RDR Editorial: Deciding the Fate of Charlie Gard

JULY 22, 2017
James Radke
Charlie Gard is a 11-month boy on life support at Great Ormond Street Hosptial in London, England. His fate is scheduled to be decided on July 25th by Judge Nicholas Francis.

The judge will decide either in favor of the hospital, who want to remove the child from life support and relieve him of any more suffering, or in favor of the parents, who want to take him to the United States to undergo an experimental treatment that has not been approved, or really tested that much in humans.
I feel sorry for the Judge because I am not sure what the right decision is in this case.
Part of me wants to let the hospital ‘pull the plug’ and let Charlie rest in peace. The child has been through enough and any further intervention will only bring more discomfort with very limited benefit, if any. His disease, mitochondrial DNA depletion syndrome, has ravaged his mind and body, and the odds of any treatment at this stage being effective is extremely small.
On the other hand, the parents have raised the money necessary to send Charlie to America to undergo the experimental treatment, so why not let them do that — it’s their money.
Regarding the latter argument that favors the parents, there are 2 additional perspectives.
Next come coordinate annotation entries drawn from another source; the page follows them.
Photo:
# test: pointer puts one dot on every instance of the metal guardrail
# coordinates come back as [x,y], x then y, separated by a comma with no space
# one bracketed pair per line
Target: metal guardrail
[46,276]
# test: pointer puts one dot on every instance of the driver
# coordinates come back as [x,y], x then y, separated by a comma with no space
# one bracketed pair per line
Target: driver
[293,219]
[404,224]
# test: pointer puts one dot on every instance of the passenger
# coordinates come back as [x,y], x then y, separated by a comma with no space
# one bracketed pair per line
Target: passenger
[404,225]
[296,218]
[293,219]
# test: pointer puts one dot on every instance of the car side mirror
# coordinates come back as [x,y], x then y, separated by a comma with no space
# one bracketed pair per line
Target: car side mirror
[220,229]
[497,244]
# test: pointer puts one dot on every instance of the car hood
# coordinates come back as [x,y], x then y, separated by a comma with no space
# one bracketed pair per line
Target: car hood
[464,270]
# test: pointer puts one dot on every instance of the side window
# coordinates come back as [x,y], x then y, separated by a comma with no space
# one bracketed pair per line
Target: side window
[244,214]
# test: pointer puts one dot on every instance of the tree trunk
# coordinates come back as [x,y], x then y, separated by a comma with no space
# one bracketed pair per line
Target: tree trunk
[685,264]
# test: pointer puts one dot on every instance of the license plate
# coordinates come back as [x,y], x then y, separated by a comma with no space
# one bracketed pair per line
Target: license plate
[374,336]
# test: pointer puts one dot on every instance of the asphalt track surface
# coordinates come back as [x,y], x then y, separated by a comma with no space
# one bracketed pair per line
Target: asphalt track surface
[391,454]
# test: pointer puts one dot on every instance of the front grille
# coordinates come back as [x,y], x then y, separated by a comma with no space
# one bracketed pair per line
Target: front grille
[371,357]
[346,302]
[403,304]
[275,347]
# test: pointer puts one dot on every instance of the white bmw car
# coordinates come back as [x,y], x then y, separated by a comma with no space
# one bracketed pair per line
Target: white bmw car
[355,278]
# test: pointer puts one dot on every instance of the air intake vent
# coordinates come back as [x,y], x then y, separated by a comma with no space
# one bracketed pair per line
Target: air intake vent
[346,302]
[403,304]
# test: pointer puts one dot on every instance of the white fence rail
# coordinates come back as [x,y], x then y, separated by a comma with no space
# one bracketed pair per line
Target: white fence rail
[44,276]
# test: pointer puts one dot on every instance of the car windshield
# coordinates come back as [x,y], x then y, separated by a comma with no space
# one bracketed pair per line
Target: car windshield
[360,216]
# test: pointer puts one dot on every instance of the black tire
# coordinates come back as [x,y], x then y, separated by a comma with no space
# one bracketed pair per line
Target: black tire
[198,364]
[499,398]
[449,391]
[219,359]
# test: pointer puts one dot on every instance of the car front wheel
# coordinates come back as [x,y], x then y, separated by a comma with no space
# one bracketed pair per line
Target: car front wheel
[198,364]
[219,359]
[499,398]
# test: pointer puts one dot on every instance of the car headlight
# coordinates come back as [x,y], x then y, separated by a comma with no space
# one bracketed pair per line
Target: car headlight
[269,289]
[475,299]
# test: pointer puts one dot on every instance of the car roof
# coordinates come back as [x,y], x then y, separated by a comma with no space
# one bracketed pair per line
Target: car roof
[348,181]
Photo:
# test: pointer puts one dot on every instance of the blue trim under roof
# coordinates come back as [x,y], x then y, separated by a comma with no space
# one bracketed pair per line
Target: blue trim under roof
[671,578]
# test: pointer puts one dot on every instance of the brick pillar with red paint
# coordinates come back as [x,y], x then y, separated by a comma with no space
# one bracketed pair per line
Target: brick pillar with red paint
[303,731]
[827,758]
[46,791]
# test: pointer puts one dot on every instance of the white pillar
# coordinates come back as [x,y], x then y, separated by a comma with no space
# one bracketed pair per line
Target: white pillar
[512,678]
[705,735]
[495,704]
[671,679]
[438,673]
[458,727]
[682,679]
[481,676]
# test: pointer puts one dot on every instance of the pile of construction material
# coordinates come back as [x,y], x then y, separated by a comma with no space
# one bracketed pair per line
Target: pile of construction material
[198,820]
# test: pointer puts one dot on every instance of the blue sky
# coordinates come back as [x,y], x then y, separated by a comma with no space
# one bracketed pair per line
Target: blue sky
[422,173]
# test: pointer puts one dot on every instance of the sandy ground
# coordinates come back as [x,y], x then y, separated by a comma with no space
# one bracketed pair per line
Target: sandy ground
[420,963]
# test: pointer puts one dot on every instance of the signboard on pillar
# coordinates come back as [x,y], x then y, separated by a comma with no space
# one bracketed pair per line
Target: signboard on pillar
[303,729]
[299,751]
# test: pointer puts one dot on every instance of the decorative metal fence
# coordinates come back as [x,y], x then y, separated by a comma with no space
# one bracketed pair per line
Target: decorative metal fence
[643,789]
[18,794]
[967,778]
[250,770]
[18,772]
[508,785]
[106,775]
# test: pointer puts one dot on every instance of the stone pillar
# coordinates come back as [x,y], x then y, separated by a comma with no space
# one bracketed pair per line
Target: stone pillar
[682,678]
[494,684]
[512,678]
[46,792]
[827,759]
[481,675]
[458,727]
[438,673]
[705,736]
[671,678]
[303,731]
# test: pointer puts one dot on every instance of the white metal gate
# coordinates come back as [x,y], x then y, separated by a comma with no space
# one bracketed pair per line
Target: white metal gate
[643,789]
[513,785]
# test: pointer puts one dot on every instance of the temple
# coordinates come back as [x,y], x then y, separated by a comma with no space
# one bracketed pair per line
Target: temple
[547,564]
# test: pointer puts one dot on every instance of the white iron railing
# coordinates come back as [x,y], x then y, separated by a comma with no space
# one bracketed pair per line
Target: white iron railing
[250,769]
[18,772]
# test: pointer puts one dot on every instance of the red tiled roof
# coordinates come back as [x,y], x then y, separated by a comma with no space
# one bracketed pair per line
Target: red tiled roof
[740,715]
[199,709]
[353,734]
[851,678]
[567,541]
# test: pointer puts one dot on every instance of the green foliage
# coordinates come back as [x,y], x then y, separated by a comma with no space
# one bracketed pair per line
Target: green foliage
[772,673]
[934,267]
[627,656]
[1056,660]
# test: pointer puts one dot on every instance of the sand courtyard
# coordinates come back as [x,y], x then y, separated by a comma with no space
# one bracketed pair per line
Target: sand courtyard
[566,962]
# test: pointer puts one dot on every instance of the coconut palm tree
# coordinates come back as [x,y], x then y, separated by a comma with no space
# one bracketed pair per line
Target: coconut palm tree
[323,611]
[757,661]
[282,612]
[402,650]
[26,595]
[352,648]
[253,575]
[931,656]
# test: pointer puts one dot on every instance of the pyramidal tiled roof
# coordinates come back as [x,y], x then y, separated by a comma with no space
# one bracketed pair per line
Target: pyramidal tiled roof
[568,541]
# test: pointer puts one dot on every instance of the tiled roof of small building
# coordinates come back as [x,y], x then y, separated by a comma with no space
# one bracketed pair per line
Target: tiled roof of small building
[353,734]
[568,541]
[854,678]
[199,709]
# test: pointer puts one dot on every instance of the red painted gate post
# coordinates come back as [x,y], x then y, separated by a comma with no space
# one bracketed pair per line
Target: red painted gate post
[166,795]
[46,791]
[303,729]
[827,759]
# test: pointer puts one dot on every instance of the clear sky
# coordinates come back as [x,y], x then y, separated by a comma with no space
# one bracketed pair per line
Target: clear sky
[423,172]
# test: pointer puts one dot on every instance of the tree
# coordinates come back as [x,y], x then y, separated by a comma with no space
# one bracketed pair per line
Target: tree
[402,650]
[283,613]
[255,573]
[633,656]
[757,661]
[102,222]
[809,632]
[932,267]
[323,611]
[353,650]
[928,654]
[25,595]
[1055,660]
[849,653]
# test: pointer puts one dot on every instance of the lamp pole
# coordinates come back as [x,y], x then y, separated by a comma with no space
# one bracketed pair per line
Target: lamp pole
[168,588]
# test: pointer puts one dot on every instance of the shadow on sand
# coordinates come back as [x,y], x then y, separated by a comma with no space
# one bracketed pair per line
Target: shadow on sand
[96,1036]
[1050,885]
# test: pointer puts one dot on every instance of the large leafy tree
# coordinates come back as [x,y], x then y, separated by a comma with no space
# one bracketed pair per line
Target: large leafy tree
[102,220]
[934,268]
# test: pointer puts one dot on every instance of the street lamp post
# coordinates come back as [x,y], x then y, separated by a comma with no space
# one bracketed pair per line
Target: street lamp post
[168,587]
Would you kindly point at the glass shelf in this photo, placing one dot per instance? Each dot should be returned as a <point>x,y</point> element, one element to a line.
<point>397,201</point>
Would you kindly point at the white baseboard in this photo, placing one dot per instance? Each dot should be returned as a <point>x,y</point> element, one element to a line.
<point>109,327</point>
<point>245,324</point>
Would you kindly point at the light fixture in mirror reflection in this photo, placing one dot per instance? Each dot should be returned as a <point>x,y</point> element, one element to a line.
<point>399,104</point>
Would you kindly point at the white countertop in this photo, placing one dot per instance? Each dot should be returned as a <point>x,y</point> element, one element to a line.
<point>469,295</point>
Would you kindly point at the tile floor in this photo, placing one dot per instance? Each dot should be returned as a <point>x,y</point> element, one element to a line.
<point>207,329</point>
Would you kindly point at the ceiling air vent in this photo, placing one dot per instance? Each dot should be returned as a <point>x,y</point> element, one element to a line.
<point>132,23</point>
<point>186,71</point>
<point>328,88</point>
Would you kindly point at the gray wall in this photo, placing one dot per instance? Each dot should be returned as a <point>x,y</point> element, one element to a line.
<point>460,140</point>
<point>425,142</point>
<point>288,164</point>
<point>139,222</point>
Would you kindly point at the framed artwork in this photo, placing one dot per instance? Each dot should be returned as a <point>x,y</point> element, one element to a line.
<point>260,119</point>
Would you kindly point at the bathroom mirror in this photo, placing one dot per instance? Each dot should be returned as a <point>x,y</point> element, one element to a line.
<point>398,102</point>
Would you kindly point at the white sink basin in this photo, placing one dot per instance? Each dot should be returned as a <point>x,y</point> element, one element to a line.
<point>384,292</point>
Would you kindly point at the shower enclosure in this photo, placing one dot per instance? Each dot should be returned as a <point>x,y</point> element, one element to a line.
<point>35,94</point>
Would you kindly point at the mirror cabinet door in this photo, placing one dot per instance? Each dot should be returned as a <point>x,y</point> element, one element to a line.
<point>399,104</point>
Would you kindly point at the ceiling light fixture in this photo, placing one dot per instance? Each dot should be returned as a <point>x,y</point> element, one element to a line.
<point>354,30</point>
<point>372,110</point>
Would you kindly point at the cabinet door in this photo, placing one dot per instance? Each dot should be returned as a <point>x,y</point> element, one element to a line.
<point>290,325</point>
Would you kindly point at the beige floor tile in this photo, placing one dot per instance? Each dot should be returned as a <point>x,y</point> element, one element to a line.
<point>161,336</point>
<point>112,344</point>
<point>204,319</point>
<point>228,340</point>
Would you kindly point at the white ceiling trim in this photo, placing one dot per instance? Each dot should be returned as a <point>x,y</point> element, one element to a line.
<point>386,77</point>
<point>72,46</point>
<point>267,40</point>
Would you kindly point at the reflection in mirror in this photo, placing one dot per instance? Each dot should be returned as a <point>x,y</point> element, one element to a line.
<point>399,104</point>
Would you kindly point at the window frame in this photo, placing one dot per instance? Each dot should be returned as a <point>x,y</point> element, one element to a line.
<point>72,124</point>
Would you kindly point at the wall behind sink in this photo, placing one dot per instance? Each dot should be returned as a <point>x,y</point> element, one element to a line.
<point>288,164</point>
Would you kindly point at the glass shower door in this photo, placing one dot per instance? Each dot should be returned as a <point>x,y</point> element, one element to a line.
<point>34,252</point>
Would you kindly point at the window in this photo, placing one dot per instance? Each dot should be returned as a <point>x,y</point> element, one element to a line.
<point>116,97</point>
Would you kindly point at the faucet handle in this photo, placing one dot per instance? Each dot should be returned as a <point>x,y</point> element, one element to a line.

One is the notion to pursue this experimental procedure at this late stage in the child’s illness has more to do with easing the parents’ psyche than the child’s health. I bring up that controversial concept for the simple reason that the medical community frowns upon undergoing treatment that is unproven. Do you know of any doctor in the United States who would recommend sending a love one to a clinic on a Caribbean island to seek a miracle cure? I don't. The nucleoside therapy being discussed for Charlie is an experimental and unproven treatment. It has only been done in a few patients with similar but not identical conditions, and there are no published data to know if it works or not. So who is the treatment really helping – Charlie or the people who support Charlie and who are not ready to let go?
 On the other hand, at every rare disease meeting I attend, I embrace those parents who have not given up. They are the trailblazers, they are the ones changing the way rare disease patients get treated and managed. Without them, the rare disease community would not be what is it today – a powerful voice for the ones who often cannot speak. Charlie’s parents have been fighting the legal system for several months to give Charlie a chance. Whatever the outcome of this case is, odds are their actions will set a precedent for how similar cases are handled in the future. 
So, how will the Judge decide? A very good question that will likely come down to a simple premise that all doctors are trained to adhere to – first, do no harm. Is there more harm in letting Charlie die or in letting Charlie travel halfway around the world to undergoing experimental therapy that may help him or may prolong his suffering? I do not know what the right answer is to that question. I genuinely feel sorry for the judge involved in this case and am very curious to find out what he decides on the 25th.